HAWAII — The Hawaii state legislature passed a bill in late April allowing the University of Hawaii Board of Regents to close meetings during discussions of donations to the university.

Act 48 amends the state sunshine law so sessions could be closed to the public. The University of Hawaii requested the change so that the Board of Regents could offer large donors private meetings when they requested it.

Pauline Namuo, the governor1s legislative liaison, said the university has been encouraged to become more financially independent from the state, and the act is supposed to foster an environment that would make donors more comfortable.

Eugene Imai, senior vice president for administration at the university, said he does not anticipate the confidential meetings clause being used often.

Imai also said that all decisions and discussions before a vote on whether to accept donations would be public.

“If the donor is very visible or high profile, then that individual attracts a lot of attention from the media,” Imai said. “If there is some coverage or publicity of just the thought that the individual [might be] donating, it may influence their decision to donate.”

A report from the Hawaii House Committee on Higher Education echoed the university’s perspective.
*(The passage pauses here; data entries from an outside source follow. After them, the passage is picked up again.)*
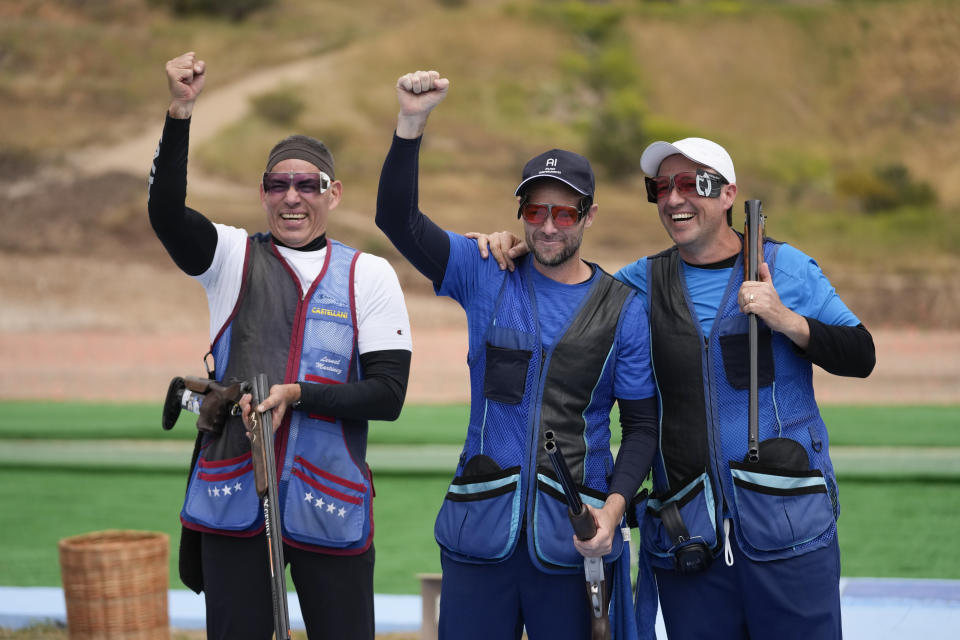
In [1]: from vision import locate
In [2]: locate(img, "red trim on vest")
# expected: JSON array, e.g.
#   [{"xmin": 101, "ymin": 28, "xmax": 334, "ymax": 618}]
[
  {"xmin": 197, "ymin": 462, "xmax": 253, "ymax": 482},
  {"xmin": 291, "ymin": 468, "xmax": 363, "ymax": 504},
  {"xmin": 198, "ymin": 451, "xmax": 251, "ymax": 469},
  {"xmin": 295, "ymin": 455, "xmax": 367, "ymax": 493}
]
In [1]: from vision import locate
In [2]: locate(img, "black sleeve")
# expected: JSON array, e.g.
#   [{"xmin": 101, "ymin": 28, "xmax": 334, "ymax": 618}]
[
  {"xmin": 375, "ymin": 134, "xmax": 450, "ymax": 287},
  {"xmin": 798, "ymin": 319, "xmax": 876, "ymax": 378},
  {"xmin": 607, "ymin": 396, "xmax": 658, "ymax": 501},
  {"xmin": 147, "ymin": 114, "xmax": 219, "ymax": 276},
  {"xmin": 296, "ymin": 349, "xmax": 411, "ymax": 422}
]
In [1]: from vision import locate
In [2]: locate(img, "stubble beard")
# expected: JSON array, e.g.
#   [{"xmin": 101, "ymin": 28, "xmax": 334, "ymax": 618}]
[{"xmin": 526, "ymin": 227, "xmax": 583, "ymax": 268}]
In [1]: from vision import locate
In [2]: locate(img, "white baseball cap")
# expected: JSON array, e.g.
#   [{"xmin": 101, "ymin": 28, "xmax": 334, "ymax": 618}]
[{"xmin": 640, "ymin": 137, "xmax": 736, "ymax": 185}]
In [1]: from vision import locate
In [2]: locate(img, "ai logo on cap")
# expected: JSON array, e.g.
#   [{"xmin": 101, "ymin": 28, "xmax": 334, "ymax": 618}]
[{"xmin": 545, "ymin": 158, "xmax": 557, "ymax": 168}]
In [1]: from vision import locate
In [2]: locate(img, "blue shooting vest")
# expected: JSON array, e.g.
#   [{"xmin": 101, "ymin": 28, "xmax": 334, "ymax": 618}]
[
  {"xmin": 434, "ymin": 257, "xmax": 633, "ymax": 573},
  {"xmin": 180, "ymin": 236, "xmax": 374, "ymax": 554},
  {"xmin": 637, "ymin": 239, "xmax": 839, "ymax": 570}
]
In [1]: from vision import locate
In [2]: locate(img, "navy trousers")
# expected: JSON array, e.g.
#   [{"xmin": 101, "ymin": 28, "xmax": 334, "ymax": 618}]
[
  {"xmin": 655, "ymin": 530, "xmax": 842, "ymax": 639},
  {"xmin": 438, "ymin": 531, "xmax": 600, "ymax": 640}
]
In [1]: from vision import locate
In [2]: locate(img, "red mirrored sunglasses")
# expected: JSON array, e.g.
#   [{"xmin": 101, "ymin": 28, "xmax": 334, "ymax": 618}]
[
  {"xmin": 517, "ymin": 201, "xmax": 586, "ymax": 227},
  {"xmin": 645, "ymin": 170, "xmax": 727, "ymax": 203}
]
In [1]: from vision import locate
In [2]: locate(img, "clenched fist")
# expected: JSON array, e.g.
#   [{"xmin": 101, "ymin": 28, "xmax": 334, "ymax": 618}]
[
  {"xmin": 166, "ymin": 51, "xmax": 206, "ymax": 119},
  {"xmin": 395, "ymin": 69, "xmax": 449, "ymax": 139}
]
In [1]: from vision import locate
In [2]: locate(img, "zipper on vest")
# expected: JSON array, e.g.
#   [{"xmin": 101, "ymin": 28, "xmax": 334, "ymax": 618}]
[
  {"xmin": 521, "ymin": 266, "xmax": 547, "ymax": 535},
  {"xmin": 702, "ymin": 336, "xmax": 730, "ymax": 515},
  {"xmin": 521, "ymin": 346, "xmax": 547, "ymax": 532}
]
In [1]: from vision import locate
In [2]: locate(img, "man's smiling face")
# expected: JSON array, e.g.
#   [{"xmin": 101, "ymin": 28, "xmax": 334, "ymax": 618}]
[
  {"xmin": 261, "ymin": 158, "xmax": 342, "ymax": 248},
  {"xmin": 655, "ymin": 153, "xmax": 736, "ymax": 263}
]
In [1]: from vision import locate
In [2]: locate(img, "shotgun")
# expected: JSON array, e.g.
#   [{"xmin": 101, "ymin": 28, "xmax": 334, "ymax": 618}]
[
  {"xmin": 162, "ymin": 373, "xmax": 291, "ymax": 638},
  {"xmin": 543, "ymin": 430, "xmax": 610, "ymax": 640},
  {"xmin": 743, "ymin": 199, "xmax": 765, "ymax": 464},
  {"xmin": 248, "ymin": 373, "xmax": 292, "ymax": 640}
]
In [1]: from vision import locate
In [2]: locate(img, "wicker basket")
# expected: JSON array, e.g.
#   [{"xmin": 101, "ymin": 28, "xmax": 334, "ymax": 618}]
[{"xmin": 58, "ymin": 530, "xmax": 170, "ymax": 639}]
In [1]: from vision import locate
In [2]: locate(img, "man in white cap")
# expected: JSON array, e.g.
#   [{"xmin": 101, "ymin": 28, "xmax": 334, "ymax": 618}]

It stated that, “certain potentially large donors may want discussions concerning their donations to remain confidential. Without confidentiality, these potential donations are jeopardized.”

There was very little opposition to the act. At the very first public meetings about the proposed amendment, some community members had concerns that the decision circumvented the state sunshine law, but they did not protest at subsequent meetings, according to Imai.